Lastly, please understand that however "abstract" the distinction between disability and disease may seem for you, this is because you yourself do not have autism and can afford to ignore the issue.  Autistic people do not have that luxury, which is why those who can write and blog discuss the issue so much.  It directly affects their lives and their self-worth.  And from a practical perspective, there is a huge difference between therapy that attempts to make a child look exactly like his peers and therapy that doesn't worry about appearances, aiming only to teach skills.  There's an even bigger gulf between therapy that teaches children to achieve better results with the brain they have and therapy that attempts the impossible task of turning their brain into a very different type of brain.  Dismissing this issue as unimportant would be myopic and unwise.

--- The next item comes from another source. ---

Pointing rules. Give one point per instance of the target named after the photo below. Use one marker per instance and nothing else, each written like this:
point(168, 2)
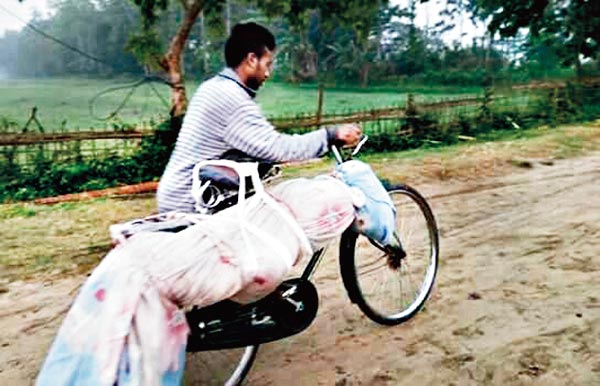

I hope Finn continues to grow and learn to communicate better, and that his and your lives get easier.  I also hope that he will never feel wounded by what you have said or written about him.

You may also enjoy reading books written by nonspeaking autistic young people.  You might want to start with "The Reason I Jump" by Naoki Higashida, who uses a question-answer format to address questions people often have about what it's like to be him and why he behaves the way he does. "I Am Intelligent," by Peyton Goddard, is a harder and more upsetting read, but worth it, I think.  I personally wasn't crazy about Tito Mukhopadyay's style in "How Can I Talk if My Lips Don't Move?" but it brings his very different perceptual world to life like nothing else, and you'd probably enjoy seeing how his mother, Soma Mukhopadyay, taught him.  My favorite, though, is "Ido in Autismland: Climbing Out of Autism's Silent Prison" by Ido Kedar.  It's telling, I think, that he characterizes his autism as a prison and still seems more hurt by the way others treated him and denied him an education. All are very different from each other and probably from your son, but they offer an amazing glimpse into the world of people who were called "low functioning" and "unable to communicate," and offer a basis for hope and faith.

*By the way, this is a false analogy.  The worse damage Finn's headstand can do to other restaurant patrons, on the single occasion where they see him, is a bit of distraction or annoyance.  Whereas the worst damage certain words by parents can do involves eliciting traumatizing memories of abuse and reinforcing the exact prejudicial attitudes that caused that abuse in the first place.